Usage

This guide outlines the steps to run a pat2vec analysis after completing the installation.

1. Finalize Project Setup

Before running an analysis, ensure your project directory is set up correctly. If you used the install_pat2vec.sh script, much of this is done for you.

Populate credentials.py: In the parent directory of your pat2vec clone, edit credentials.py with your Elasticsearch credentials.
Add MedCAT Model: Copy your MedCAT model pack (.zip) into the medcat_models directory.

Your final directory structure should look like this:

your_project_folder/
├── credentials.py              # <-- Populated with your credentials
├── medcat_models/
│   └── your_model.zip          # <-- Your MedCAT model pack
├── snomed_methods/             # <-- Cloned helper repository
└── pat2vec/                    # <-- This repository
    ├── notebooks/
    │   └── example_usage.ipynb
    └── ...

2. Prepare Input Data

Create a CSV file containing your patient cohort. This file must include:

A column named client_idcode with unique patient identifiers.
Any other relevant columns, such as a diagnosis date for aligning time series data.

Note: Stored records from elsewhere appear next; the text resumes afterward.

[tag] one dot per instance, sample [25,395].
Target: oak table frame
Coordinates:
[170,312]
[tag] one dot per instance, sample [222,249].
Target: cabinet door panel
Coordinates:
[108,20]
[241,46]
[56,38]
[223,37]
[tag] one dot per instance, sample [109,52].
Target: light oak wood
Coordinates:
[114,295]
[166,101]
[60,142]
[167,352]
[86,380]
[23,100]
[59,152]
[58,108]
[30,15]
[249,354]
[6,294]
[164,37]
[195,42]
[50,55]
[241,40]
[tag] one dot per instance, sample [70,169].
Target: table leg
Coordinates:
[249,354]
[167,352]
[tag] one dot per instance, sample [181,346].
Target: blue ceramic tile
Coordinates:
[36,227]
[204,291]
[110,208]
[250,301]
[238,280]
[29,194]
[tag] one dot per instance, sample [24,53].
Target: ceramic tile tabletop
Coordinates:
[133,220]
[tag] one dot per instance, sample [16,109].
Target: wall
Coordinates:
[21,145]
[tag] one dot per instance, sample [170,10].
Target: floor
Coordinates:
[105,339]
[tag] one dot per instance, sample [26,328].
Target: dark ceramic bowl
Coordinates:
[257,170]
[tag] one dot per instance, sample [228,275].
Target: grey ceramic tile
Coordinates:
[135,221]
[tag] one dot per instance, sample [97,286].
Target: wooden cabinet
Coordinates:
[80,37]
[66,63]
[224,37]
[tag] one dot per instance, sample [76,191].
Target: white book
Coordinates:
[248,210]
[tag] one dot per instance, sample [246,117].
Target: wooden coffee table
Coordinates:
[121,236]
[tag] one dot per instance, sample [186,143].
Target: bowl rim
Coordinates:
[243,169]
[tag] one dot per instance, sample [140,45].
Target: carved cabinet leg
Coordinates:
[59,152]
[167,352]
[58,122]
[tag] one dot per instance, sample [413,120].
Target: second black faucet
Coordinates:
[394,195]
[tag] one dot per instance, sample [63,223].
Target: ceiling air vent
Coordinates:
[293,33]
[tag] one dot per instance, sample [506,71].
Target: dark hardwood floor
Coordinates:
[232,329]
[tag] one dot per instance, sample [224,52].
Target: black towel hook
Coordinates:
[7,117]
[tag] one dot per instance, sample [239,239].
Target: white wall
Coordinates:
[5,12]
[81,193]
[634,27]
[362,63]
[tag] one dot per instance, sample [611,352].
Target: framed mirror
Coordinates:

Place this file in an accessible location, such as a new data folder inside pat2vec/notebooks/.

3. Configure and Run

The example_usage.ipynb notebook provides a template for running the pipeline.

Open the Notebook: Navigate to pat2vec/notebooks/ and open example_usage.ipynb.
Select the Kernel: Ensure the pat2vec_env Jupyter kernel is active.
Configure the Analysis: In the notebook, locate the config_class. This object controls all parameters for your run. You will need to set:
- Paths to your input cohort CSV and output directories.
- The list of features to extract.
- Time windows for data extraction (look-back/look-forward periods).
Run the Pipeline: Execute the cells in the notebook to process your data.

Note: When working with real patient data, ensure the testing flag in the config_class is set to False.